Mimi DiPietro

August 10, 1994

They don't make 'em like Dominic "Mimi" DiPietro anymore. As society and government evolved through New Deals and New Frontiers and Great Societies, the personal touch in urban politics was superseded by more structured systems for serving citizens. By and large the old-fashioned ward politician is an anachronism, sometimes replaced by bland imitations who practice old-style politics in buttoned-down shirts. The death Friday of the long-time former Baltimore city councilman symbolizes the passing of an era.

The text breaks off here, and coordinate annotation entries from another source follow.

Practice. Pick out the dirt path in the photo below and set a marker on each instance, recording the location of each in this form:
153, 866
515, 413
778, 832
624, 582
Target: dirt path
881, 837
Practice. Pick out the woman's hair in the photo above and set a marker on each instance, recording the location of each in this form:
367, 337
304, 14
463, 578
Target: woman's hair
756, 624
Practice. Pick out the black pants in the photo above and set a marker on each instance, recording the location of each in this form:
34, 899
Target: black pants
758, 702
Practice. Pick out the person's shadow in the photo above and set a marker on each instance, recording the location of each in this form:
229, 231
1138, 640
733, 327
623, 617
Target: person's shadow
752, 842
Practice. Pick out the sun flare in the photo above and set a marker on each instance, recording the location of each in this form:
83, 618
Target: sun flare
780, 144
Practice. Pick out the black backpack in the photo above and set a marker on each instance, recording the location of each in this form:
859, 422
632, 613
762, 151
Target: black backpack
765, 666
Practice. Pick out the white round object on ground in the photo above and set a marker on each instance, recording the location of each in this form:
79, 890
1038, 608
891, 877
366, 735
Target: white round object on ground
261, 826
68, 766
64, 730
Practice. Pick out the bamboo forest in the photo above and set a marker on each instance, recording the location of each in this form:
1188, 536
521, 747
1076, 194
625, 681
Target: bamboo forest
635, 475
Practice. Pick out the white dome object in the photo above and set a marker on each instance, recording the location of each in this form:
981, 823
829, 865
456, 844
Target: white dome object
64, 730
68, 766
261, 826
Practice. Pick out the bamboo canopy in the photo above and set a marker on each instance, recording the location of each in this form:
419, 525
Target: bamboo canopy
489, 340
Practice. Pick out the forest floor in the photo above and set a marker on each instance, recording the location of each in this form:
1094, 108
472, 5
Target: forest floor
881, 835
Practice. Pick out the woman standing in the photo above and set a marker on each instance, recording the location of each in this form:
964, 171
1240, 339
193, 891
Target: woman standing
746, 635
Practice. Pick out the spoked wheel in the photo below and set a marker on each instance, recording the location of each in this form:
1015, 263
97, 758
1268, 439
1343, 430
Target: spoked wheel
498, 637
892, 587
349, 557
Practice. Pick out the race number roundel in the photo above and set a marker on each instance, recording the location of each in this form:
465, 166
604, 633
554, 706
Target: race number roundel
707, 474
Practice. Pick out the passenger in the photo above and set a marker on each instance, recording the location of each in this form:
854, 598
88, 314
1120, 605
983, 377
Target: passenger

Mimi DiPietro's rotund figure was a familiar one around City Hall long before he joined the council from East Baltimore. He was a ward politician in the best sense of that term. He knew his constituents -- their needs, their strengths and their weaknesses. His mission was simple: keep his constituents happy. And keep them voting Democratic. His method was equally simple. He didn't originate a lot of bills, nor did he issue a lot of news releases. He took care of his peoples' problems, whether it was getting a street paved, an alley cleaned, a nephew put to work or a harassing bureaucrat mollified.

Nowadays a lot of constituent service is performed with state and federal agencies, as they have gradually taken more responsibility for citizens' welfare. The services are usually delivered in a more professional manner, but also in a more impersonal, sometimes intimidating, manner. And the work is often carried out by salaried aides who have no stake of their own in the citizens' well-being. What's been lost is the personal contact that Mr. DiPietro energetically maintained with his constituents. Some Baltimoreans who don't see their council representatives between elections will doubly mourn the passing of Mimi DiPietro.

For all his free-wheeling ways with the English language, which became something of a trademark, Mr. DiPietro had no trouble communicating with his constituents or they with him. Many of them in ethnic East Baltimore were more comfortable in the languages they were born to. No problem for Mr. DiPietro, who was fluent in Italian and conversed easily in Greek, German and Polish. His successors are more articulate, but do they communicate any better with their constituents?

Mimi DiPietro's time had come, and he knew it. For perhaps five decades he was a vital link in the government process, and he relished every minute of it. The system no longer has a role for the Mimi DiPietros, and that's not exactly a blessing.